By Raoult's law, the partial pressure of pure methanol is equal to the saturation pressure,

$$p_{MeOH} = P^{sat}_{MeOH}(T)$$

For an ideal gas, the partial pressure is given by Dalton's law

$$p_{MeOH} = y_{MeOH} P$$

Putting these together and solving for the mole fraction of methanol in the vapor phase

$$y_{MeOH} = \frac{P^{sat}_{MeOH}(T)}{P}$$

For example, at an atmospheric pressure of 760 mmHg, the mole fraction of methanol is given by

In [4]:
P = 760.0             # mmHg
y = Psat(25)/P        # mole fraction

print("mole fraction of methanol at 25 deg C and 1 atmosphere =", y)

mole fraction of methanol at 25 deg C and 1 atmosphere = 0.16450935457589802


Since this is within the flammability limits of methanol, the fire starter should work at room temperatures.

## Lower Operating Temperature Limit¶

The partial pressure of methanol at the lower flammability limit

$$p_{MeOH} = y_{MeOH}P$$
In [5]:
P = 760.0           # pressure mmHg
y = 0.067           # mole fractio at the lower flammability limit

p_MeOH = 0.067*760
print('model fraction at the LFL =', p_MeOH, "mm Hg")

model fraction at the LFL = 50.92 mm Hg


Next we need to solve for the temperature at which the partial pressure of methanol is at the lower flammability limit.

$$P^{sat}_{MeOH}(T) = p_{MeOH}$$

In [6]:
print(Psat(0), "mmHg")
print(Psat(20), "mmHg")

29.11532005615582 mmHg
95.6288978068613 mmHg


This may be close enough to use an equation solver to finish the job. Here we'll use brentq which is one of the root-finding funtions from the scipy.optimize library.

A python lambda function is a convenient means of recasting the equation

$$P^{sat}_{MeOH} = y_{MeOH}P$$

as

$$P^{sat}_{MeOH} - y_{MeOH}P = 0$$

which is the form need for using a root-finding algorithm.

In [7]:
# problem data
P = 760.0           # pressure mmHg
y = 0.067           # mole fractio at the lower flammability limit

# partial pressure of methanol at the lower flamability limit
p_MeOH = 0.067*760

# Antoine equation for methanol.
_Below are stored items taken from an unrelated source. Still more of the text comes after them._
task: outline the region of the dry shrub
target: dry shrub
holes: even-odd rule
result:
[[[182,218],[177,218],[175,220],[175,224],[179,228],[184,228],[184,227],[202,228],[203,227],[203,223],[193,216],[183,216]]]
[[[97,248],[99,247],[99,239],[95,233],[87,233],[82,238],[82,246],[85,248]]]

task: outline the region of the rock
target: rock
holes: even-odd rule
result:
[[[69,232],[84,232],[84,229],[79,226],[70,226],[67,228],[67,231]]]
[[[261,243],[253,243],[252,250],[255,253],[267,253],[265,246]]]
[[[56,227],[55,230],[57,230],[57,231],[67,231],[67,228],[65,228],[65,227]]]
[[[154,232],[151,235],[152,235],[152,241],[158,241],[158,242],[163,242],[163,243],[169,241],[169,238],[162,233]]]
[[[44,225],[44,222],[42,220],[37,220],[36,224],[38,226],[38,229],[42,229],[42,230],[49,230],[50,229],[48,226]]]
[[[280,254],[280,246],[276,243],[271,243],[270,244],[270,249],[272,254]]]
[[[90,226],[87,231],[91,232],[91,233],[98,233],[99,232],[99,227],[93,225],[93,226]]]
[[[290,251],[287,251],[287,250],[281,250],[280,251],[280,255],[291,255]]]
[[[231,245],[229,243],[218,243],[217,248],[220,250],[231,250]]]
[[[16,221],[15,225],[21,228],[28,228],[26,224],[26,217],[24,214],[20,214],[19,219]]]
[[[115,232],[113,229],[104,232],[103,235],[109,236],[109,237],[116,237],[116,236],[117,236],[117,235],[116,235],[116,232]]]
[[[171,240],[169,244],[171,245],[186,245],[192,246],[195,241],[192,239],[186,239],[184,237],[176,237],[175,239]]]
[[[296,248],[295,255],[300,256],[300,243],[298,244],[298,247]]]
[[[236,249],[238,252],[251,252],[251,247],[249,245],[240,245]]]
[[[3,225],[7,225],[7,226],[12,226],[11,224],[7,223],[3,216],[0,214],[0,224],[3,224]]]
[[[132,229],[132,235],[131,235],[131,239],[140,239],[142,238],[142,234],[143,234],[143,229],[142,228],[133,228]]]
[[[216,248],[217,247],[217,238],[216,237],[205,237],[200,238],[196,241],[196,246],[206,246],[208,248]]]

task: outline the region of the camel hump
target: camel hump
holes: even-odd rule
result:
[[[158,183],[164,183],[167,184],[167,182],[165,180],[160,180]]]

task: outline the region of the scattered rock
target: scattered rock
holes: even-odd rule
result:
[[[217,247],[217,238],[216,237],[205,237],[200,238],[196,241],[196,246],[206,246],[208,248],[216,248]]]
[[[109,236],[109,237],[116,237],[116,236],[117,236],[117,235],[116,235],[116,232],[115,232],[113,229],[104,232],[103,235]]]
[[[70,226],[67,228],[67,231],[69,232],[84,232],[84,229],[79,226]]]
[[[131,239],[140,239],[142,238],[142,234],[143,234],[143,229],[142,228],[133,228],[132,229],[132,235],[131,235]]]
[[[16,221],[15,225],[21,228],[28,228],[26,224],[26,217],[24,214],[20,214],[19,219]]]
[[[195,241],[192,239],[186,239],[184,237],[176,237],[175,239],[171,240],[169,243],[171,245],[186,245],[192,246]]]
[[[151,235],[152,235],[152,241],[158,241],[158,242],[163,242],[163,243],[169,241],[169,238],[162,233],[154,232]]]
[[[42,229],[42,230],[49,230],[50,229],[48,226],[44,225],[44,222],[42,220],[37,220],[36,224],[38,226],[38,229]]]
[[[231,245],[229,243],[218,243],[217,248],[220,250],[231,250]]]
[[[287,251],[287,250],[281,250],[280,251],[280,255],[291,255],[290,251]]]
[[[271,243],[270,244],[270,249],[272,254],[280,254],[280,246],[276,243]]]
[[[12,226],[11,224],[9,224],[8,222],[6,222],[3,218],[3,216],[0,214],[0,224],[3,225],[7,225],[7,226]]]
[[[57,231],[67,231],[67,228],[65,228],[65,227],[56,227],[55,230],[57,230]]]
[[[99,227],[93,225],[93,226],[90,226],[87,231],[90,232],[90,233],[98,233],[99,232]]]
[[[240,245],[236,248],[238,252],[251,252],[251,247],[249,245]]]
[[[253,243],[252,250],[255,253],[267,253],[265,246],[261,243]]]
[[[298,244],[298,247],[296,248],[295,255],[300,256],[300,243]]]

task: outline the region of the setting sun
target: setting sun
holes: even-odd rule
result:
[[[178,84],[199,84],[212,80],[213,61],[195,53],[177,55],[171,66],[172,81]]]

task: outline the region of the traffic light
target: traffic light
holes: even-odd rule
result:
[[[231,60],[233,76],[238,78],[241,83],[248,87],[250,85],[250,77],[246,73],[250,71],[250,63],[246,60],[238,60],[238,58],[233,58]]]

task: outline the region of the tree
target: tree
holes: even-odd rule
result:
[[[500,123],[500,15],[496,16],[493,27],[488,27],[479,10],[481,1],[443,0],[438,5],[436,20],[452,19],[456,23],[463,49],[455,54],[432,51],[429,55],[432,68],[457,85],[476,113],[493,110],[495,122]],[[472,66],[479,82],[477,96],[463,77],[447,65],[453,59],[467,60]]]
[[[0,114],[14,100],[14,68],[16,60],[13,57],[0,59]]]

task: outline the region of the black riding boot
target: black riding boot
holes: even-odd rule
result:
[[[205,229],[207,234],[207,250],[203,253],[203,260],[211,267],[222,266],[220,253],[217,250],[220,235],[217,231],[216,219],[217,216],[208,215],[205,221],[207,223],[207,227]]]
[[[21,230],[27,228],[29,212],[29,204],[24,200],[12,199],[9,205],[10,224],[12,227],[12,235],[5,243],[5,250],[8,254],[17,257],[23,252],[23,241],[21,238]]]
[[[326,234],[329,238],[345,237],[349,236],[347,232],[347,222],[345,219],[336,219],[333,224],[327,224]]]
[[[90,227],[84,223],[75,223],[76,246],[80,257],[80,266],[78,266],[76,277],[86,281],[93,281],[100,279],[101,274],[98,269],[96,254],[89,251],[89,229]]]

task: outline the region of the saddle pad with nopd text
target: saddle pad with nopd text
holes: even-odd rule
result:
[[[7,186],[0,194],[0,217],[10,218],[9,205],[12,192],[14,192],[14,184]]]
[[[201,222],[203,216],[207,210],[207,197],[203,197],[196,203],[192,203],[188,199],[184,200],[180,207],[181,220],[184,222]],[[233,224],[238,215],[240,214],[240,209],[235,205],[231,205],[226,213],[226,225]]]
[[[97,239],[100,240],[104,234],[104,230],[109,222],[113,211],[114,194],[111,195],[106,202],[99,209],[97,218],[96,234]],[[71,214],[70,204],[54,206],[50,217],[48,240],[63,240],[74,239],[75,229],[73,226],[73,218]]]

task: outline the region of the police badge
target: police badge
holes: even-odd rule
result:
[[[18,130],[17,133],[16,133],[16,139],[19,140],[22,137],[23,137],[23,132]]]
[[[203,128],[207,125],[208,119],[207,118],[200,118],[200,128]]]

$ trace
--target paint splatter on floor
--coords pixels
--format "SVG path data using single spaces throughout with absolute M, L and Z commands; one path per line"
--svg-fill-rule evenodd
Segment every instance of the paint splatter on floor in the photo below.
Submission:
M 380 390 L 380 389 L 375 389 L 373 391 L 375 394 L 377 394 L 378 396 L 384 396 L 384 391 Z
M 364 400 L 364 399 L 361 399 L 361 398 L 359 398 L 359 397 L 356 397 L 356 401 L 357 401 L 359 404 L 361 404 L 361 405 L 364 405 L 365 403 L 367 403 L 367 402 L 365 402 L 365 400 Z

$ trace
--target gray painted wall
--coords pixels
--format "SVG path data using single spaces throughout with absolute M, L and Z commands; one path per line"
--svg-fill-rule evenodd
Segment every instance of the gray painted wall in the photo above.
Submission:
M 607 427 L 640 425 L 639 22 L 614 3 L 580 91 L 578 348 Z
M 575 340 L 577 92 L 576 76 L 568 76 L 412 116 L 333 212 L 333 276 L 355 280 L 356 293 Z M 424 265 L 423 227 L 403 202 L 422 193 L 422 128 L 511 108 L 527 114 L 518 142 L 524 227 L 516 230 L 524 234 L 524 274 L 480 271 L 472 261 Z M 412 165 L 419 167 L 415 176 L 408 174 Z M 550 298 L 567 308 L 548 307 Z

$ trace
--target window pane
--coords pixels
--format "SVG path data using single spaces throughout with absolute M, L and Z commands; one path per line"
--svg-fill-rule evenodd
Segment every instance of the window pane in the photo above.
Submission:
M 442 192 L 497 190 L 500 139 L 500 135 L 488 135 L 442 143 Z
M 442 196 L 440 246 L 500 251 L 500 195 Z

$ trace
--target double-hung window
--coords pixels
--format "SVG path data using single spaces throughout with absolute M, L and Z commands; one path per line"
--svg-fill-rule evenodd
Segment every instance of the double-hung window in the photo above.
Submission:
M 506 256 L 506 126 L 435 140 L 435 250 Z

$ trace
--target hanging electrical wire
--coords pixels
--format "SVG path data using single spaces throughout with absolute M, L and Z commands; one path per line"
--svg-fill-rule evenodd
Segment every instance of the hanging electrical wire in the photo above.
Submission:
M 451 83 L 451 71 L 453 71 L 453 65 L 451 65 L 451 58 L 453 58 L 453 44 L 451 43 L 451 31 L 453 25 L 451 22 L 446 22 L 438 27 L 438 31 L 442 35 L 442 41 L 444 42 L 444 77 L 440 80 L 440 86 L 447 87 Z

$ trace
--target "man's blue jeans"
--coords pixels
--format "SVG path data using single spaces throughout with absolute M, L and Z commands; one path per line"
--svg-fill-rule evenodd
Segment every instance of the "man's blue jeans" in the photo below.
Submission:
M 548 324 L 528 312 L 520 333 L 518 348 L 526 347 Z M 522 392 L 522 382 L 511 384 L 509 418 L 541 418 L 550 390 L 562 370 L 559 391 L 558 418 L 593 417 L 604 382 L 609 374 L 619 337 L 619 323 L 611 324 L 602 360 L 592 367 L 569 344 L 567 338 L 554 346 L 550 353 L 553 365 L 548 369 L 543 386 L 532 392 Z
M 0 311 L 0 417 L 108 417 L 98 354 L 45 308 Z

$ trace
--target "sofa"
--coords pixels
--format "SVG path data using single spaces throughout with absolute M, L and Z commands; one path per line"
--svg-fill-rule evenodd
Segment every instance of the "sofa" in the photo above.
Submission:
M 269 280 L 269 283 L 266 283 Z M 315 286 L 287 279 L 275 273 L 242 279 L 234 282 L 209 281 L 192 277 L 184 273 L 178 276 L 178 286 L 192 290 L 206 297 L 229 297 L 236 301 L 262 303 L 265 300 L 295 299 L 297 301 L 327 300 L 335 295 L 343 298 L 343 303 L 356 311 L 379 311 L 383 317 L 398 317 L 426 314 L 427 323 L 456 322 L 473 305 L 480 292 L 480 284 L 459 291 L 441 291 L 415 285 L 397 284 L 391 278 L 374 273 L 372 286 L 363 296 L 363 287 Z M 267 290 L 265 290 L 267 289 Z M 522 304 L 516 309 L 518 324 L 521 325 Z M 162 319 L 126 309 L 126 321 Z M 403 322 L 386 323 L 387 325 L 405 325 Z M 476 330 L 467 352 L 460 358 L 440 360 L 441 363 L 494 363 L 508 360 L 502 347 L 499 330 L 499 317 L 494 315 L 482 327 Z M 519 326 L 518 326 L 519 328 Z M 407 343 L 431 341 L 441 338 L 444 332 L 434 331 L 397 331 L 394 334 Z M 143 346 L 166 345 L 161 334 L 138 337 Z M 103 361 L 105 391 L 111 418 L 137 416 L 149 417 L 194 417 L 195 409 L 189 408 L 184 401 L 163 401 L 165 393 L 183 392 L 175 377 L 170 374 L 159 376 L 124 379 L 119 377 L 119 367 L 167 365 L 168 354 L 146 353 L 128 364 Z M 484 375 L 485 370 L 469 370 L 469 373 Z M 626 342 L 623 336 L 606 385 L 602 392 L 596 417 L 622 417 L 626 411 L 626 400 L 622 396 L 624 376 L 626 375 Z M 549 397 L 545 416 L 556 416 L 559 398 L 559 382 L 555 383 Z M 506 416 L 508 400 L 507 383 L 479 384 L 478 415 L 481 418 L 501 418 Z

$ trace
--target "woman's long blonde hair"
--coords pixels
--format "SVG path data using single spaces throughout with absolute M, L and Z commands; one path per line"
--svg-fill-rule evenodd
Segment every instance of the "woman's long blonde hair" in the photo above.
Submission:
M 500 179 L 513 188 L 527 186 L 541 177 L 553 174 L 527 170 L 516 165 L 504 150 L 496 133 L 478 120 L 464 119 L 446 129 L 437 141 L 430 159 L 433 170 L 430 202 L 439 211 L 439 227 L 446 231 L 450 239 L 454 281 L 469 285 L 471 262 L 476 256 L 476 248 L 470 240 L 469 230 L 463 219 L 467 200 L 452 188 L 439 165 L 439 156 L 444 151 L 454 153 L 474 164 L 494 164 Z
Pressure in mmHg, temperature in degrees C
def Psat(T):
return 10**(7.89750 - 1474.08/(T + 229.13))

from scipy.optimize import brentq

Tlow = brentq(lambda T: Psat(T) - p_MeOH, 0, 20)
print("Lower Flammability Temperature = ", Tlow, "deg C")
print("Upper Flammability Temperature = ", 32.0 + 9.0*Tlow/5.0, "deg F")

Lower Flammability Temperature =  8.985406691811518 deg C
Upper Flammability Temperature =  48.173732045260735 deg F


## Exercise¶

Calculate the upper limit on temperature at which this lighter can operate.